The word that comes to mind in describing the study period is “lockdown.” Life’s distractions would have to be swept aside, friendships put on hold, and up to 12 hours per day spent alone studying. Being an advocate of 100% focus when it is required, I spent the better part of my first few weeks in my bedroom at my desk putting the pieces of medicine together. But, it didn’t take long to realize that this is not how a human is supposed to live. I considered studying with others, but I thought that our incongruent knowledge bases would start to hamper one another. And what if you are on a renal day and I’m on GI? What would we even talk about? This would interfere with our water-tight study plans, and we would only drag each other down. What I came to discover was quite the opposite: studying with friends is not evil. 

Parallel Studying (and Coffee)

I met a friend at the cafe with plans for parallel studying, the way that children around age 2 play with one another. We will sit next to each other, drink our coffees, you do your work, I do mine. When we both take a break we can talk about baseball or current events for a few minutes, then back to work. This alone made the bear of a task much more enjoyable. Now there was someone to commiserate with! Someone who was in the same pickle of being married to a book for a month! Plus, getting out is always nice, forces you to shower and dress, and the cafe’s coffee was always better than mine.

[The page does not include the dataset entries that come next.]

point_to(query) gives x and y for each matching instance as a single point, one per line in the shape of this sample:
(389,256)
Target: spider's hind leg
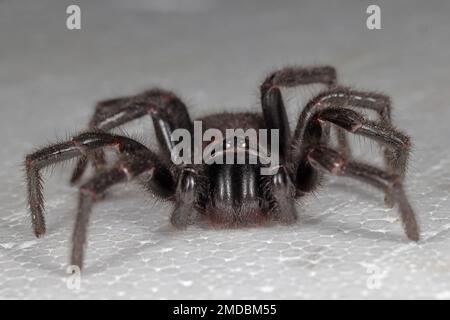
(327,160)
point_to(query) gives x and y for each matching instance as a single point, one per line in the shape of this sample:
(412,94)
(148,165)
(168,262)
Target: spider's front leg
(158,179)
(77,146)
(168,112)
(272,103)
(327,160)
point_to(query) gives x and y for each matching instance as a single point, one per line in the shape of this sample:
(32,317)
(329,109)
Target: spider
(224,194)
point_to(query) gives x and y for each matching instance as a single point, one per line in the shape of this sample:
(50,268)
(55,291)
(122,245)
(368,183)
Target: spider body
(232,194)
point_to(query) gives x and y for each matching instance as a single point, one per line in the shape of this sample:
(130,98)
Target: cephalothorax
(231,194)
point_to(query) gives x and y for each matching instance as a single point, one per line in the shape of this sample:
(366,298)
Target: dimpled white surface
(214,54)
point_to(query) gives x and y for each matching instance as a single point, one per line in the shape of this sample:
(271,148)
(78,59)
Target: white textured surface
(216,55)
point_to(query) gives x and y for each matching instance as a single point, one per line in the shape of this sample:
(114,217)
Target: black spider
(228,195)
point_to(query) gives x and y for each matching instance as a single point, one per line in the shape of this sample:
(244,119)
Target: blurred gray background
(215,54)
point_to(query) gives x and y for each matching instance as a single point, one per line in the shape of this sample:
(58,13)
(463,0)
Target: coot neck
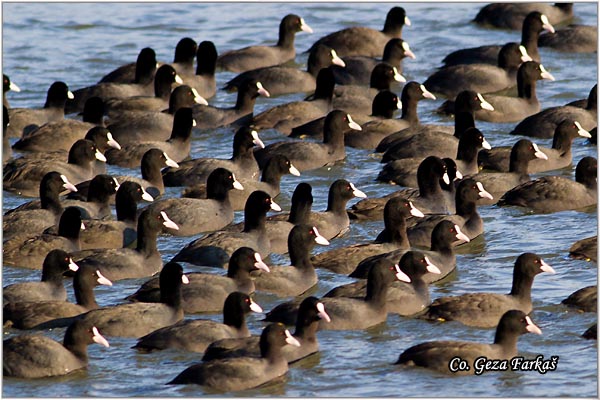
(306,328)
(300,255)
(240,275)
(526,88)
(84,293)
(171,295)
(393,28)
(245,102)
(428,185)
(394,232)
(465,208)
(243,150)
(162,88)
(49,201)
(52,275)
(99,195)
(206,64)
(271,175)
(507,339)
(377,288)
(334,137)
(521,287)
(217,192)
(442,245)
(181,131)
(286,37)
(592,100)
(152,174)
(300,212)
(235,318)
(466,152)
(562,142)
(254,220)
(409,109)
(56,102)
(76,159)
(94,114)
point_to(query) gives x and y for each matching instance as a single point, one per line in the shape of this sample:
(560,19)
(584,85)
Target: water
(79,43)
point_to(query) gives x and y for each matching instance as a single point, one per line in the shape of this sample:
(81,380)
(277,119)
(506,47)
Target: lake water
(80,42)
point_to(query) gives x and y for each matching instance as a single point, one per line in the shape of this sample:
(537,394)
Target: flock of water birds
(143,116)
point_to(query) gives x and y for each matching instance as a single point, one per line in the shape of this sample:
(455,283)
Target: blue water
(80,42)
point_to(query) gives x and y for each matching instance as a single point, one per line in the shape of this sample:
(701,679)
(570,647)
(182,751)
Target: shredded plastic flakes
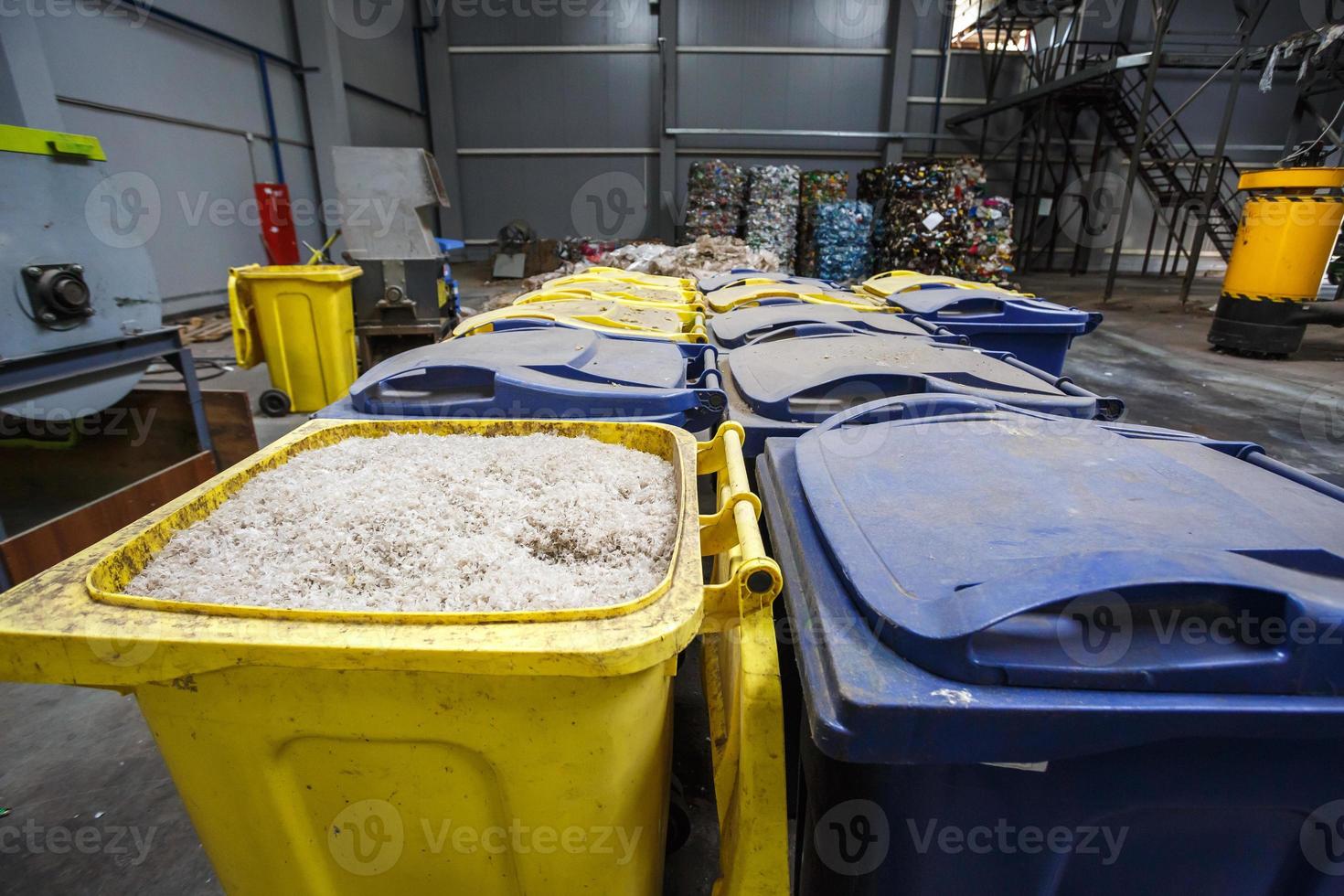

Little by little, this parallel studying became more engaging. We started bouncing ideas off of each other, regardless of the study plan for the day. Concepts that didn’t click for one of us could be explained by the other. Eventually, we arrived at the point where we were preparing mini-lessons for one another. For instance, I was feeling very uncomfortable with my knowledge of the classes of antiarrhythmics, so I built a lesson about the concept. Since I wouldn’t be able to teach it unless I myself had a full understanding, I developed an accountability to learn the subject matter inside and out. This led to both of us understanding a difficult concept more thoroughly.

In addition to learning from mini-lessons, we both lived inside this parallel universe, the circumscribed 2,000 question UWorld. Because we were both eventually doing the same huge lot of questions, we could share ideas about particular questions. An example: study partner learns about papillary necrosis and teaches me an interesting fact about this alien concept. When my UWorld question(s) about papillary necrosis comes up, I already have some background knowledge, and this question cements it in further. I share interesting facts that I come across, and together we further affirm our knowledge.

A Caveat: Choose Your Study-Buddy Wisely

Make sure that the partner you choose has a similar fund of knowledge as you. (And also be sure to avoid these three study buddy mistakes.) There is a tendency in medical school to “show off how much one knows.” Some students bolster their pride by making others feel more unsure of themselves. It’s not a beautiful thing, but it happens everywhere. The purpose of wrangling a study partner is to advance both of your knowledges and achieve higher test scores together. Choosing a partner who is way behind you will give you a false sense of security and make him feel worse. Finding someone who is far ahead of you will crush your confidence. I also recommend capping your study group at 2 participants. As numbers grow, organization becomes more difficult, and the chances of transmogrifying into a social outing increase. That said, remember to try and have fun with all this! Fun and brilliance are not mutually exclusive.